林寒星不由回想起之前私家侦探妻子说过的那番话。
姜喜宝父亲那儿的五六万旧币,钟以芙自上车后便扣紧的安全带,闯红灯的面包车,坐在后座上神秘人……
零碎的线索似乎正在重组拼接,形成一个最完整的剧情。
“当时,你就已经猜到了,对吗?”
林寒星回想起那日在贵宾室里,雷枭陡然阴鸷下来的脸色,心里已经有数。
“你准备怎么做?又或者我应该问……你是不是已经开始做了?”
想通了这一点,林寒星恢复到往日慵懒,单手靠着吧台撑在颊边。
长发如瀑,倾泻而下。
“我要毁了钟雪晴的依仗。”
雷枭声音冷酷,听起来没有丝毫感情,即便这里面包括他外公家。
林寒星看着他。
雷枭刚洗过的发自然垂下遮住眼底阴沉,手指把玩玻璃杯。
在她面前,这男人没有任何隐瞒。
完全真实的呈现自己。
“这次钟雪晴回来是代表方氏同贺氏商讨江城跨海大桥承揽事宜的。”
林寒星伸手,将雷枭手中玻璃杯拿走。
“你想要毁了钟雪晴,而我的目标是贺氏。”
她突然笑了,看在雷枭眼里,就像是只满肚子坏水儿的小狐狸。
“不如,我们两个人联手,搅乱江城这一池浑水?”
林寒星细白手指顺着他露在浴袍外面肌肉绷紧的手臂一路蔓延向上。
来到雷枭下颌。
捏了捏。
手感粗糙,似有青色胡渣冒出。
雷枭顺势握住她的手,凑到涔薄唇边亲了亲。
“刚才开车回来的路上,一条新闻引爆全江城。”
他没有松开她的手,薄唇张合,摩擦着林寒星指间。
“新婚燕尔之际出了车祸昏迷三年之久的贺家大少贺程煜,离奇消失在病房里。
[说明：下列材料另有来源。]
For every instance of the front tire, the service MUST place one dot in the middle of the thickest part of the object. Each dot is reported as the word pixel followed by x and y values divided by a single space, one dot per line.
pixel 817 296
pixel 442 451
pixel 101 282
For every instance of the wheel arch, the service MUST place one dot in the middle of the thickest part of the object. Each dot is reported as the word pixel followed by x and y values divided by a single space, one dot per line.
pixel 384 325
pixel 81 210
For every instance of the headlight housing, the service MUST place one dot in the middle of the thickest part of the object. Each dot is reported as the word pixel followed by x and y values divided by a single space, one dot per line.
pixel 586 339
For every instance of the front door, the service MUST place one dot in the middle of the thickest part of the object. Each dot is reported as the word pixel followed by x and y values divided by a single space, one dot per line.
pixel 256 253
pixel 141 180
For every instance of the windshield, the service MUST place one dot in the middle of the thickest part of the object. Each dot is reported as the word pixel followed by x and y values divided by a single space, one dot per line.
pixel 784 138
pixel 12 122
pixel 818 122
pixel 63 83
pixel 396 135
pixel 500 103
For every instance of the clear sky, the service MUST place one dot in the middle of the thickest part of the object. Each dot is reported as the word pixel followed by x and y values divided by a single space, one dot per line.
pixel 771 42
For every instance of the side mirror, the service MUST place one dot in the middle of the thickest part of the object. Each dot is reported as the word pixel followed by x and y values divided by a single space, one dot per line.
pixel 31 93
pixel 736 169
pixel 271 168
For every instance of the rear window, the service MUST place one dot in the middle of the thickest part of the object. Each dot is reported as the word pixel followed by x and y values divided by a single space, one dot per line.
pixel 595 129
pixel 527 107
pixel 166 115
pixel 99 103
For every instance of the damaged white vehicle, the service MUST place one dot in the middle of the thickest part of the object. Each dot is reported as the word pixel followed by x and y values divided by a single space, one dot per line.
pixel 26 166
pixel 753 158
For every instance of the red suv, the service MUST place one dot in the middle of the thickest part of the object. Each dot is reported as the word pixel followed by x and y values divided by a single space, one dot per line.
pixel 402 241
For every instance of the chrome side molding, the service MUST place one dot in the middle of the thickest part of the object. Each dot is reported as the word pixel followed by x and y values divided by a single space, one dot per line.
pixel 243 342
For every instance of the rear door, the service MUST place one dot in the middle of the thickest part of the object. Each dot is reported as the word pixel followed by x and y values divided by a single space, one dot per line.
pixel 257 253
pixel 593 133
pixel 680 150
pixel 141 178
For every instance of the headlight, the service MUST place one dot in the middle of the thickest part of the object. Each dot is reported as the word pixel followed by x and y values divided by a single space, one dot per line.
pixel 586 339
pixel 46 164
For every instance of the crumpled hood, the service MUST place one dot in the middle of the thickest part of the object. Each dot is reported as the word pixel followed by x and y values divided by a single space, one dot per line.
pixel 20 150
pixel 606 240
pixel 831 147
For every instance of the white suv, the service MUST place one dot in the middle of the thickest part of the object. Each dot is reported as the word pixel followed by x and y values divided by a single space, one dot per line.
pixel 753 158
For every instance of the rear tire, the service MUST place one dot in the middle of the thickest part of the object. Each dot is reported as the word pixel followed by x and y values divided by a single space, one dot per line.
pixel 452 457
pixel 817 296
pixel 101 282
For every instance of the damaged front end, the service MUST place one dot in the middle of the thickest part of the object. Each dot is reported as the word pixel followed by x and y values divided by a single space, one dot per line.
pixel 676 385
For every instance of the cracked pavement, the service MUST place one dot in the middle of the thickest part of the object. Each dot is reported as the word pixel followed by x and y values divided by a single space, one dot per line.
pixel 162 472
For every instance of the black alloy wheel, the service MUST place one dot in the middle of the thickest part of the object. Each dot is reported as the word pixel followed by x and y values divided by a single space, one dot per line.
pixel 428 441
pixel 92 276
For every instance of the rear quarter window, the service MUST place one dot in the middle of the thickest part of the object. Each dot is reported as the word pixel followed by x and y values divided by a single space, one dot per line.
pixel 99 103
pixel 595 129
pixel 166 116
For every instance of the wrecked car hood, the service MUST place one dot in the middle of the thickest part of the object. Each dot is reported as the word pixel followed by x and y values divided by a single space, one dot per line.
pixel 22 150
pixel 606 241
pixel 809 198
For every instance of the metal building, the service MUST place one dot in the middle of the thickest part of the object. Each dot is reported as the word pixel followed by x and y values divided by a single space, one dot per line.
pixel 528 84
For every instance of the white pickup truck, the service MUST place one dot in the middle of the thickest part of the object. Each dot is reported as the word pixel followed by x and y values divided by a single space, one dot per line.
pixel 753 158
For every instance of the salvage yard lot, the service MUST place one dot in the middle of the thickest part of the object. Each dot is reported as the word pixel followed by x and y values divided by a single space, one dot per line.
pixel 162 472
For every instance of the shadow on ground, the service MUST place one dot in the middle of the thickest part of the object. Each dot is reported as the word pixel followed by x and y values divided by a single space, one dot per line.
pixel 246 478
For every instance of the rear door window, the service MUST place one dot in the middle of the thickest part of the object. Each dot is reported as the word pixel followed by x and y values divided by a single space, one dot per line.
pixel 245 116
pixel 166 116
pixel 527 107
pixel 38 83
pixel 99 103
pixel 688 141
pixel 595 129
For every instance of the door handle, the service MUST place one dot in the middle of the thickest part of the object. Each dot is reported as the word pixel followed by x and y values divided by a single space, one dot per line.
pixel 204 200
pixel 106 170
”
“你说,他去哪儿了?”
边说,冷峻的脸边靠近她。
两人之间的距离,近到连彼此呼吸都能互相感应。
林寒星挑眉而笑,长睫如蝶翼般轻颤。
“你猜?”
她眼里有肆意流光,轻易融化掉雷枭周身阴冷。
“不过……”林寒星话锋一转,语调陡然渐冷。
“钟以芙可以先敲打一下了!”
………………
雷枭换了身衣服,和林寒星重新回了对面。
雷妈妈不知何时已经醒了。
穿着林寒星家居服光着脚盘腿坐在地板上,边吃炸鸡边看韩剧。
“儿媳妇儿……”
听到门口动静欣喜转头,看到雷枭时吓得下意识想将手里炸鸡藏起来。
“我没吃,我就是拿起来闻闻。”
雷妈妈求救似的朝林寒星看去,可怜兮兮。
林寒星立刻就被她逗笑了。
“嗯,我作证,雷妈妈没吃,就是拿起来闻了闻。”
走过去,学着雷妈妈的姿势盘腿坐在地板上,仰头看着雷枭。
儿媳妇儿站自己这边,雷妈妈底气一下子便足了起来。
学着林寒星的样儿仰头看儿子。
面对着眼前人生里最重要的两个女人,雷枭面无表情的脸上终于露出无奈。
“我给爸打了电话,晚上留下一起吃饭。”
说完,他看向林寒星,以眼神征求意见。
林寒星点头。
今晚她准备留住在御景苑,毕竟,晚上还有一场好戏等着她……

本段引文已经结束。